/rserver

relay server in Go

Primary LanguageGoMIT LicenseMIT

NAME

rserver or whatever you like ... you can name it.

SYNOPSIS

  • In client mode

    ./rserver -AsClient -Address :1080 -Password="this-password" -RemoteServer=1.2.3.4:5000 -Method=aes-256-cfb

  • In server mode

    ./rserver -AsServer -Address=:5000 -Password="this-password" -Method=aes-256-cfb

Currently supported encryption methods are aes-128-cfb, aes-192-cfb and aes-256-cfb.

DESCRIPTION

rserver is a network relay server that can handle TCP connections and could bypass a firewall. rserver follows SOCKS5 protocol and thus, you can work with rserver using many commands such as curl: curl --socks5 127.0.0.1:1080 google.com -vvv -L. Before you run any command, first you need to run servers in both server and client mode.

BUILD

go get github.com/luSunn/rserver and then you do make or go build

Load from config file

$ cat client.json
# local
{
   	"address": "127.0.0.1:1080",
       "isclient": true,
       "logfile": "/var/log/rserver.log",
	"method": "aes-192-cfb",
	"password": "I'm-having-a-wonderful-day-so-far",
	"servers": [
	"myserver1:8080",
	"myserver2:9000",
	"myserver3:7979"	
	],
}

$ ./rserver -C client.json

# remote
$ cat remote.json 
	
{
	"address": ":8080",
	"isserver": true,
	"log": "/var/log/rserver.log",
	"method": "aes-192-cfb",
	"password": "I'm-having-a-wonderful-day-so-far",
}
	
$ ./rserver -C client.json

HOW THIS WORKS?

rserver works pretty much simple. According to rfc1928, SOCKS5 servers should accept username and password to authenticate users but since rserver can only talk between clients and remote servers, it is no longer necessary to implement that authentication. When clients get requests from users, a client server soon encrypts SOCSK5's header and send it to a remote server and then a remote server connects to a target and sends data back to a client. Header's first two bytes are reserved for the data length.

KNOWN SOCKS5 CLIENTS

#assuming rserver is running in client mode at port :1080...
$ ssh -l xun -p5000 -o ProxyCommand='nc -x localhost:1080 %h %p' server.net # this is useful when the network has aggressive port filterings.

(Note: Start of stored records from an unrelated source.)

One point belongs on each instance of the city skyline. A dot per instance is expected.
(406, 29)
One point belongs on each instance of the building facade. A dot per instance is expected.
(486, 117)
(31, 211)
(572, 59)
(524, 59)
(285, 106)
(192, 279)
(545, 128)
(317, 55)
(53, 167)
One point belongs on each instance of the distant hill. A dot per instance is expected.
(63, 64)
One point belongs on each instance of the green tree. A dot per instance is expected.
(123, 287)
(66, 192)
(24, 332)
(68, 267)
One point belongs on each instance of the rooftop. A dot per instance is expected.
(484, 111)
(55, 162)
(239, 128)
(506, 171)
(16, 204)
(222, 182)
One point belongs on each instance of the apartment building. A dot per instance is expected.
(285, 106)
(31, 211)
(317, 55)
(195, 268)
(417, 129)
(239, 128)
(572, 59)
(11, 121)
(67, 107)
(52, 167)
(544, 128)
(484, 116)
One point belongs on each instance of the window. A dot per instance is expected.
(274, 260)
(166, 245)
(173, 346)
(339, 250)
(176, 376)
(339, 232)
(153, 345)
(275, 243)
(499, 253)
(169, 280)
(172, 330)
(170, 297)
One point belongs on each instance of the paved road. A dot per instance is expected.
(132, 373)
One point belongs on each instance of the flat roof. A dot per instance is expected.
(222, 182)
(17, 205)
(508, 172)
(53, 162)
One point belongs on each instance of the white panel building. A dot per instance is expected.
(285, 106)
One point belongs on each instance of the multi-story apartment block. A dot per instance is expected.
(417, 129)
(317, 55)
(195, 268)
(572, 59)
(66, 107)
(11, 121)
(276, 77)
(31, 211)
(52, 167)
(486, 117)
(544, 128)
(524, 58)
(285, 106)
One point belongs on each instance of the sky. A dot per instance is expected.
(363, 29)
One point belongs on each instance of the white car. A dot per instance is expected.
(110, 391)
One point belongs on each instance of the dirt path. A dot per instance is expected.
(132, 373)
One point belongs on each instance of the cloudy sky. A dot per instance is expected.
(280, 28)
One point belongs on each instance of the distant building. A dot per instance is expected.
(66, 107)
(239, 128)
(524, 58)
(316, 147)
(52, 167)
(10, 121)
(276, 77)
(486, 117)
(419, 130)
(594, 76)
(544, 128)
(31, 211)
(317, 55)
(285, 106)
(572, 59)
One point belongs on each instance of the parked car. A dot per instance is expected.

$ google-chrome proxy-server=socks://127.0.0.1:1080 # open Chrome browser with a proxy

$ dropbox proxy manual socks5 127.0.0.1 1080  # configure dropbox with socks5

TODO

  • Support UDP relay
  • Support UDP associate command.
  • Wrap whole connection with proper encryption method so that we can perfectly bypass firewall.